Le député-maire d’Ancenis vit un véritable aérodrame intérieur : un an après le ruban coupé, sa piste gadget et sa tour de contrôle vide attendent toujours leur envol.


Ah que coucou. Edouard, roi de la piste
Fin septembre 1996, l’UDF Edouard Landrain inaugure à Ancenis son «Aéropole», un mini aérodrome cerné d’une zone industrielle. Accro de haut vol, le député-maire a d’abord cité Atlanta comme modèle, où le ballet d’aéroplanes a tourné sa tête de touriste ébahi, puis il a plus modestement pris comme référence l’aéroport d’affaires de Toussus-le-Noble en Yvelines, bien connu des gens qui le connaissent. «C’est un caprice de maire, valorisant pour l’image de sa ville, sourit un dirigeant de la chambre de commerce. On ne crée pas un vrai aéroport sans compagnie aérienne, sans ligne régulière».

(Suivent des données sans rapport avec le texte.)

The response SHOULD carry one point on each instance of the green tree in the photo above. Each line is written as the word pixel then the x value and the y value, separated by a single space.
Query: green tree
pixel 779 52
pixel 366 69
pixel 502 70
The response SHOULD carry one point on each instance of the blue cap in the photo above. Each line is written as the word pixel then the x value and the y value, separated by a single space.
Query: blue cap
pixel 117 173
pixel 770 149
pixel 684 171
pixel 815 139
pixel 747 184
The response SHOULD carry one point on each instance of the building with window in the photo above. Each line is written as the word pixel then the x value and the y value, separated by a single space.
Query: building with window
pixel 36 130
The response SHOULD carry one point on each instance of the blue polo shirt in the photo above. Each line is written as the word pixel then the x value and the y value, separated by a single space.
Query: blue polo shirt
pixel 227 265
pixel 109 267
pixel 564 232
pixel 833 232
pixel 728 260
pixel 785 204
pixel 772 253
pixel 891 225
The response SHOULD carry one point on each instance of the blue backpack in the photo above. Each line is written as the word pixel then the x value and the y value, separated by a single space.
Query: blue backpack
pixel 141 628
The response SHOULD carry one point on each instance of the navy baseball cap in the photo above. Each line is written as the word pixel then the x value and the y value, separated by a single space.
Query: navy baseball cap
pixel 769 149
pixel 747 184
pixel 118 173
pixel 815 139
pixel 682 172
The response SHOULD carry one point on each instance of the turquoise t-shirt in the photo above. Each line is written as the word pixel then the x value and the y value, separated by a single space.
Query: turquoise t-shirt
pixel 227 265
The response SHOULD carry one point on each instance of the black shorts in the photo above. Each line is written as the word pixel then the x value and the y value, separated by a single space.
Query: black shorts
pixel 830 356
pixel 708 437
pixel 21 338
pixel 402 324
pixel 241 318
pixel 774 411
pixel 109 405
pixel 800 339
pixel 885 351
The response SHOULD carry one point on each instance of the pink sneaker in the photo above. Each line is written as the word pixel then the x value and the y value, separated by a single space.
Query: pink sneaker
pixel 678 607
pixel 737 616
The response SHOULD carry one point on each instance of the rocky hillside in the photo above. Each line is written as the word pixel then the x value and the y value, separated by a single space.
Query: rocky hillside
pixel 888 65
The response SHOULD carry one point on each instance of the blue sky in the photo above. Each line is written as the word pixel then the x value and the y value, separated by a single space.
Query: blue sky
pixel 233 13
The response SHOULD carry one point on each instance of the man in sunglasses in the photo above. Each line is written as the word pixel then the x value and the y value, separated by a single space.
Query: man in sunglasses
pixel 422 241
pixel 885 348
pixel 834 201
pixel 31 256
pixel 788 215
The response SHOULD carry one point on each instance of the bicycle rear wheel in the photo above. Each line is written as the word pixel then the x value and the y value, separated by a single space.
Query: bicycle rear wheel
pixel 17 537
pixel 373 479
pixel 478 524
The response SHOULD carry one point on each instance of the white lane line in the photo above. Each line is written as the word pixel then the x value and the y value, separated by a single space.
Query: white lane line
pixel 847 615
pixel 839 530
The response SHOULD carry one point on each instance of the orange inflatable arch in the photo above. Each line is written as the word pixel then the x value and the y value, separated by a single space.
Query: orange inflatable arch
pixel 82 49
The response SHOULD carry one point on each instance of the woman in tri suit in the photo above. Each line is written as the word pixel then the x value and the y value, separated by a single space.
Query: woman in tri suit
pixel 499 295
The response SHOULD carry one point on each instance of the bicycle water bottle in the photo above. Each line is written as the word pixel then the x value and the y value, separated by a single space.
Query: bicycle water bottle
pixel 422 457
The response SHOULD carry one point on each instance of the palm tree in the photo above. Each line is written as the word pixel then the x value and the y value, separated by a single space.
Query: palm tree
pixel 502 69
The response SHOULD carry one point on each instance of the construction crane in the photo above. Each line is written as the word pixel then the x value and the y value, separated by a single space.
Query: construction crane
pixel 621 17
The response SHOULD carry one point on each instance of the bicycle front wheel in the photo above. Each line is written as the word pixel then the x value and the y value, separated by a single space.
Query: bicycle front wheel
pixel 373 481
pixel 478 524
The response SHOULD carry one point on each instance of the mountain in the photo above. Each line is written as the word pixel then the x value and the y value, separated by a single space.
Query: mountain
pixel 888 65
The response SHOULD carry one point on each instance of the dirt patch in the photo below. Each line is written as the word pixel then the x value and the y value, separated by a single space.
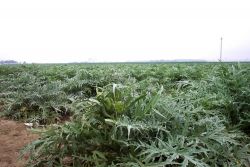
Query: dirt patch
pixel 13 137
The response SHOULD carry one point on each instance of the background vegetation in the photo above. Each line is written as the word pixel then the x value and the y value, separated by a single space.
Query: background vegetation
pixel 132 114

N’accueillant que des petits coucous, l’aéropole d’Ancenis a malgré tout englouti 54 MF. Attirer les Japonais de Toyota par cet aéroport de poche a servi d’argument premier. Bonne blague : les Nippons sont venus s’implanter pour le voisinage avec leur partenaire Manitou, pas du tout pour cette mini-piste de 1 200 m, avec tour de contrôle sans trafic à aiguiller ni personne pour s’en occuper. Les Japonais n’ont pas vu le hangar désopilant de 600 m2 (coût : 1 MF), doté de portails électroniques basculants s’ouvrant vers l’intérieur, soit 13% de place perdue. Ce hangar est de plus encombré de poteaux intérieurs et ne peut caser que six avions légers. Le journal poil à gratter d’Ancenis, La Chaussette a même enquêté chez un hangarier concurrent : un entrepôt de même surface et sans poteaux aurait logé huit zingues et coûté 40 % moins cher que le modèle foireux avec poteaux.

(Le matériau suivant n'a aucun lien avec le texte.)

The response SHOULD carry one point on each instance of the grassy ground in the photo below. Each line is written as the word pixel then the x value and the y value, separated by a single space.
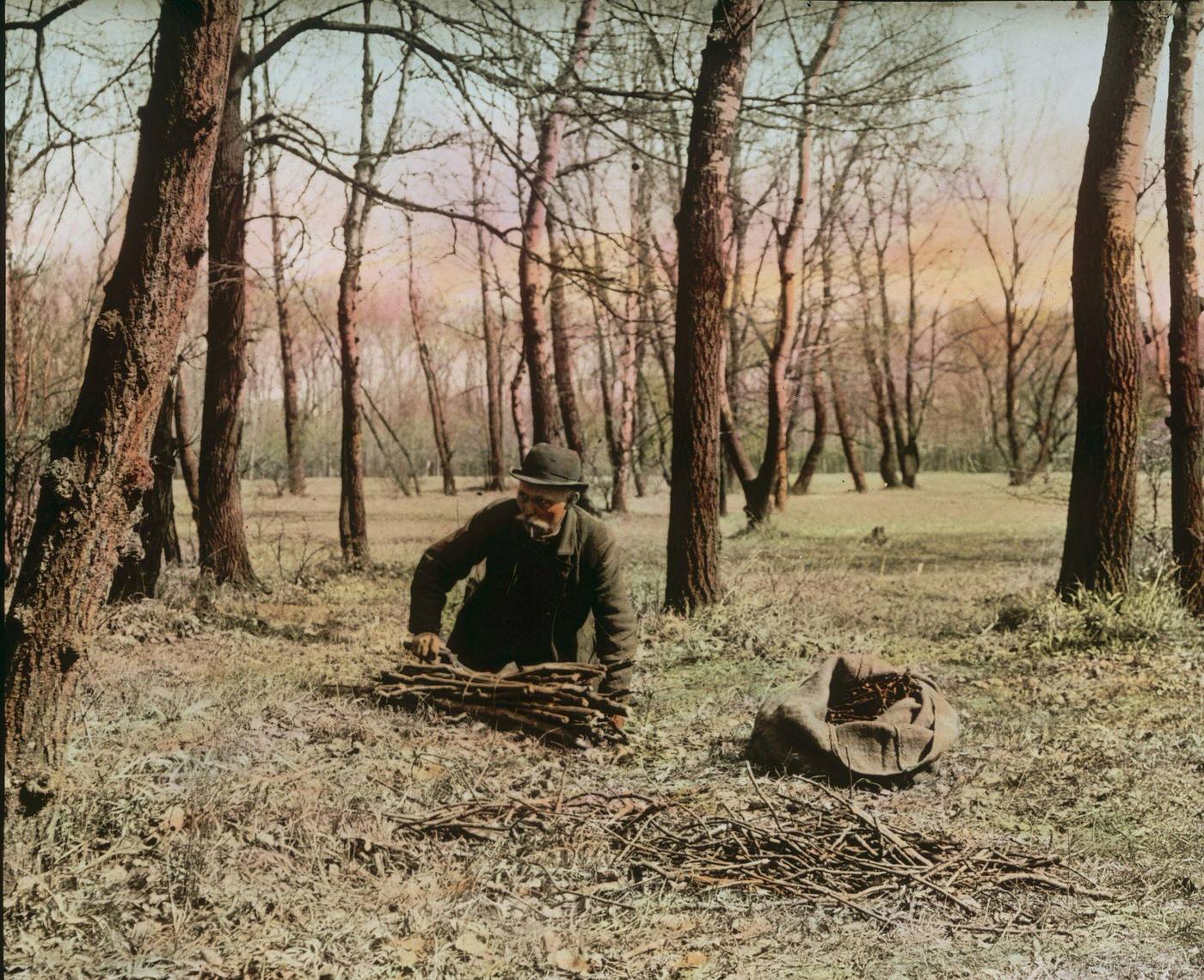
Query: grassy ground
pixel 228 819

Jouxtant une zone d’entraînement à basse altitude de l’aviation militaire, la piste écope d’un statut d’«aérodrome agréé à usage restreint». Toute demande d’atterrissage doit être faite avec préavis de 48 h, déposé aux heures ouvrables du service de l’aviation civile. Cet été, des Allemands -une cinquantaine- venant depuis quinze ans pratiquer le vol à voile n’ont pas pu décoller comme ils le voulaient et sont partis fumasses. On ne les y reprendra plus.

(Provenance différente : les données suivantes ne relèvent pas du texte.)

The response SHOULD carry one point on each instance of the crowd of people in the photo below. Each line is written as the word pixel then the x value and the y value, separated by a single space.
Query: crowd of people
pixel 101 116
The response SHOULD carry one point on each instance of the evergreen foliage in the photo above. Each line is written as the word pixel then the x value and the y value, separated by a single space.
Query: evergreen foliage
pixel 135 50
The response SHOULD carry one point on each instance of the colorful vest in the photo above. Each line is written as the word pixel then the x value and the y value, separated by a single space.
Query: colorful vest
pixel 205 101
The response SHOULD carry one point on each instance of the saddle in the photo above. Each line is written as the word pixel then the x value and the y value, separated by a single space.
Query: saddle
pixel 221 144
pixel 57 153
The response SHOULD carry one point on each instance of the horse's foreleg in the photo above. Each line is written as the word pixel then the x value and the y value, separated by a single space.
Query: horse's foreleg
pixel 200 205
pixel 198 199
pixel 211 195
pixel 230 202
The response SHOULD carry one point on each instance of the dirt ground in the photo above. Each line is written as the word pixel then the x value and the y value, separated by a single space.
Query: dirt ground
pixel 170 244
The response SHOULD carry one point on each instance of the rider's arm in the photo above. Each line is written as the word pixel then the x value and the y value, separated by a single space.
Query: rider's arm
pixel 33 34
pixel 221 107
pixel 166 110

«Personne ne s’en sert. Même pour un privé, c’est la croix et la bannière. Mieux vaut passer par les aéroports de Cholet, ou Angers,» dit un industriel d’Ancenis. Selon la direction de l’aviation civile, le trafic «est ridicule, ne dépasse pas la vingtaine de demandes d’autorisation depuis un an». S’y ajoutent les vols des membres de l’aéroclub local qui gère la piste sans le moindre salarié. Son président n’a pas les chiffres précis en tête, mais revendique quelques «10 000 mouvements par an». Des mouvements d’air, sans doute.

Quant à attirer, autour de cette piste, des «entreprises internationales en rapport avec le trafic aérien», c’est le grand flop. Edouard Landrain a réponse à tout : si ça ne marche pas, c’est qu’il est en avance sur son temps. Les visionnaires survolent toujours le présent.